Could my binary contain a signature that asserted that it only uses Chrome API calls and never ventures further into a machine trespass?
Would this need some sort of blockchain service? Thoughts against my wild scrying would be appreciated..
At first this post seemed almost like trolling, but I guess you are asking seriously :D
As far as I know, there's no such thing, and due to how modern OSes work you can't really "proof" that your binary doesn't call OS APIs or anything like that.
It's certainly possible to verify and only allow specific API calls for non-native code (e.g. JS), but for native binaries there isn't such a thing.
Also, the "blockchain" term is orthogonal to this matter - it has nothing to do with verifying API calls.
you can't really "prove" that your binary doesn't call OS APIs
I'd love to understand why you can't do this. Could you not see whether a binary ever used a syscall instruction?

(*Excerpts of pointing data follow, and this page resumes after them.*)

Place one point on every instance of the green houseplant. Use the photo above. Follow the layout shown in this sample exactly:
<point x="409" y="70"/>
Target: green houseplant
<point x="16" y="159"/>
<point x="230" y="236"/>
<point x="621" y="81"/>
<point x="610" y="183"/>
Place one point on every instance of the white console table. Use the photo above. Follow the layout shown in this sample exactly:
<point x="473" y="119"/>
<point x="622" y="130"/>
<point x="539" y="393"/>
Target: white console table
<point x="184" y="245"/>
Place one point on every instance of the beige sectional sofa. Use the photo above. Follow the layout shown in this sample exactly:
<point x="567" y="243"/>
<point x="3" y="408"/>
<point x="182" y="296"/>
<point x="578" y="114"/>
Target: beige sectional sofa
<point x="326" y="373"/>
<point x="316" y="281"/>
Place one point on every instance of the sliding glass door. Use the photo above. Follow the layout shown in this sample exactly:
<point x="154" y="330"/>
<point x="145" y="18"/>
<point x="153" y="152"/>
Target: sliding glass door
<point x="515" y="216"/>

Because it is an undecidable problem.
The only universal way to know the result of arbitrary program is to run it. And whenever running a program (in Turing-complete language), you have to face the non-halting problem. You will never know whether the program will end or at some point generate a syscall.
Sandboxing works by imposing limit on API, but not by deciding whether a program call certain API.
For clarification- def. not trolling and would never do that on here but as a philosophical temperament I am not unused to accidental annoying.
To explain blockchain comment, I see Ethereum being used to make various economies, not just new art assets with NFT but to provide encryption services. Apple vets binaries, presumably by observing them with elaborate tooling. If it is not possible to provide automatic safeguards, I see two possibilities: more browser platform takeover, or a new economy that incentivises the certification of binaries, somehow. It may be that there just isn't enough market demand for assurances right now. But interesting to think about this.